La dame en robe de velours verte impose le respect dès son apparition. Son expression change du choc à la joie, ce qui laisse penser qu'elle savait quelque chose que les autres ignoraient. Est-elle la protectrice ou la manipulatrice ? Son rôle dans C'EST MADAME QUI A FRAPPÉ semble central pour comprendre les dynamiques de pouvoir de cette famille.
Tout le monde sourit sur les photos, mais on sent que la jeune femme en beige est terrifiée au début. La peur dans ses yeux contraste avec le sourire radieux de la mariée. Cette juxtaposition crée un malaise fascinant. On attend que l'autre shoe tombe, ce qui rend chaque minute de C'EST MADAME QUI A FRAPPÉ intense à suivre.
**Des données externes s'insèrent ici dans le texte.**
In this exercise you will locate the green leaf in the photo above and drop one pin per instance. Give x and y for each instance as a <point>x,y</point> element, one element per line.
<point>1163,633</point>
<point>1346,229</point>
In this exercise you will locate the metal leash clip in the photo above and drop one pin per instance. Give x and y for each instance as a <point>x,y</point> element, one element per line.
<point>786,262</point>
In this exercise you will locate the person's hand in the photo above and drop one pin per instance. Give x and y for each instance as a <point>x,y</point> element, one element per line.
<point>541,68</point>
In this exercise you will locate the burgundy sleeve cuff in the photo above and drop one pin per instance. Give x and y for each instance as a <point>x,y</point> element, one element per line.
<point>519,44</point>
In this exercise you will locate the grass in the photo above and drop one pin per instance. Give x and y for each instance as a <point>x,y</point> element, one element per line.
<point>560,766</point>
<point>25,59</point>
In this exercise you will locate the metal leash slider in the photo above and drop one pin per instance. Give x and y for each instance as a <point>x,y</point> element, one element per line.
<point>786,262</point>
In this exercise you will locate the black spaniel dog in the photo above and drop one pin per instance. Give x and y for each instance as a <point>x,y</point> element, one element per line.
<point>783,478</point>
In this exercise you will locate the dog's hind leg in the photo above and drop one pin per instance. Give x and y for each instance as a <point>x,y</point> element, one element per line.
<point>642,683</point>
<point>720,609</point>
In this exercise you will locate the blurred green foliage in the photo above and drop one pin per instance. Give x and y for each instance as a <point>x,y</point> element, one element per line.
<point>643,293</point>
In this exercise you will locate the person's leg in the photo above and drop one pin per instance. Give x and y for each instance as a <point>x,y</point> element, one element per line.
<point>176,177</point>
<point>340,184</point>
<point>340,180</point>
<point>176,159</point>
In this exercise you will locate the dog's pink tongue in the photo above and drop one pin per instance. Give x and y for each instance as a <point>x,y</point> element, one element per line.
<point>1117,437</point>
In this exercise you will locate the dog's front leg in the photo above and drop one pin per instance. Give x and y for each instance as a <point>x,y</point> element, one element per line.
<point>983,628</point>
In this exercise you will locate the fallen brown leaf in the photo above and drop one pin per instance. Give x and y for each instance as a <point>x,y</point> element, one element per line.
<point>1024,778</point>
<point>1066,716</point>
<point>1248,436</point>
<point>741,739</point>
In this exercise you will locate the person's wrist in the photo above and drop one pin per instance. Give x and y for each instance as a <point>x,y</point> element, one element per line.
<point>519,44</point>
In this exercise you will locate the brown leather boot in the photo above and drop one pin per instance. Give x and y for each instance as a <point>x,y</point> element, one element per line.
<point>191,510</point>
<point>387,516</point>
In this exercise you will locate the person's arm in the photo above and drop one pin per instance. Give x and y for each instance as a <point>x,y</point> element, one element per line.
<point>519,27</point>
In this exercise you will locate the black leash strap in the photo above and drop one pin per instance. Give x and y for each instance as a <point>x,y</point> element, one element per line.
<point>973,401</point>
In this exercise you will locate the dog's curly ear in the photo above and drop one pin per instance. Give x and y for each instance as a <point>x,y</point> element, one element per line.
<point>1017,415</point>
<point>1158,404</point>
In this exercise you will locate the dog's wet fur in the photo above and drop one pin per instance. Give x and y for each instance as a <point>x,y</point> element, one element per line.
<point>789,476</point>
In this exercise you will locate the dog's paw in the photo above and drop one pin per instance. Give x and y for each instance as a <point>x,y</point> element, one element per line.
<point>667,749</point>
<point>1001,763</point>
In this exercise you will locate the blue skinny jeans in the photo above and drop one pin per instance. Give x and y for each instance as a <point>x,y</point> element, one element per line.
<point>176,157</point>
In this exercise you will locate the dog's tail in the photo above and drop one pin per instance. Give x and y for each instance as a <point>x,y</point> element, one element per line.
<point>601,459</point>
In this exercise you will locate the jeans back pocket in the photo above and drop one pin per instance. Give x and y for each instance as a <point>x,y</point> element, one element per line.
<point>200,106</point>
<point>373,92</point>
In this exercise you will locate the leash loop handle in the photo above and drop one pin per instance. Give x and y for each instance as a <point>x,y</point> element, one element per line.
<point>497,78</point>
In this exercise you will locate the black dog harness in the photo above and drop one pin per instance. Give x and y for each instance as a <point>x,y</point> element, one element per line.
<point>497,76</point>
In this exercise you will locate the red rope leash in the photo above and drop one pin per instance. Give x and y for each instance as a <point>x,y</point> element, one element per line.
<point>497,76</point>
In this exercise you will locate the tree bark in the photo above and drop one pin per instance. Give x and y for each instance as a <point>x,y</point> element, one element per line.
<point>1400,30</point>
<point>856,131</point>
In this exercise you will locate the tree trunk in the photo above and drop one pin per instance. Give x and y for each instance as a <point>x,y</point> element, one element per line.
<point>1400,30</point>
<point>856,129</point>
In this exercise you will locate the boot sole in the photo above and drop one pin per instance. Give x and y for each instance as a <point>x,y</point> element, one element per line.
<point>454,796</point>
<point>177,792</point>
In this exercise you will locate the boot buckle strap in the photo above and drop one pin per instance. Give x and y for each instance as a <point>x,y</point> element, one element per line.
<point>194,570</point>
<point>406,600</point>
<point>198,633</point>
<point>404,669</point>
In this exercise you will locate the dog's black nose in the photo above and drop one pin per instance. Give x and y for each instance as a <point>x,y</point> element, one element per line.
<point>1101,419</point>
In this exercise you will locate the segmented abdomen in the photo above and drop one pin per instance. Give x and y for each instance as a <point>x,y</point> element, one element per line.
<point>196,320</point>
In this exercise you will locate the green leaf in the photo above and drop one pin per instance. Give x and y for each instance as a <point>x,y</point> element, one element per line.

Les scènes de combat ne sont pas là juste pour le spectacle. Quand elle neutralise les attaquants avec son épée, on comprend qu'elle protège quelque chose de précieux. La chorégraphie est fluide et réaliste. C'est rafraîchissant de voir une héroïne qui ne dépend de personne pour se sauver dans C'EST MADAME QUI A FRAPPÉ.
La scène finale dans la chambre est d'une tendresse infinie. Après toute cette violence et ces intrigues, les voir s'asseoir sur le lit, se tenir la main et échanger des mots doux est apaisant. Le marié a l'air si fier d'elle. C'est la récompense émotionnelle que l'on attendait tout au long de C'EST MADAME QUI A FRAPPÉ.
Le dîner est un champ de mine. La façon dont la femme aux cheveux roux parle, avec ce mélange de mépris et de curiosité, met mal à l'aise. On dirait qu'elle teste les limites des autres convives. C'est un excellent exemple de comment C'EST MADAME QUI A FRAPPÉ utilise les repas pour exposer les conflits internes sans avoir besoin de cris.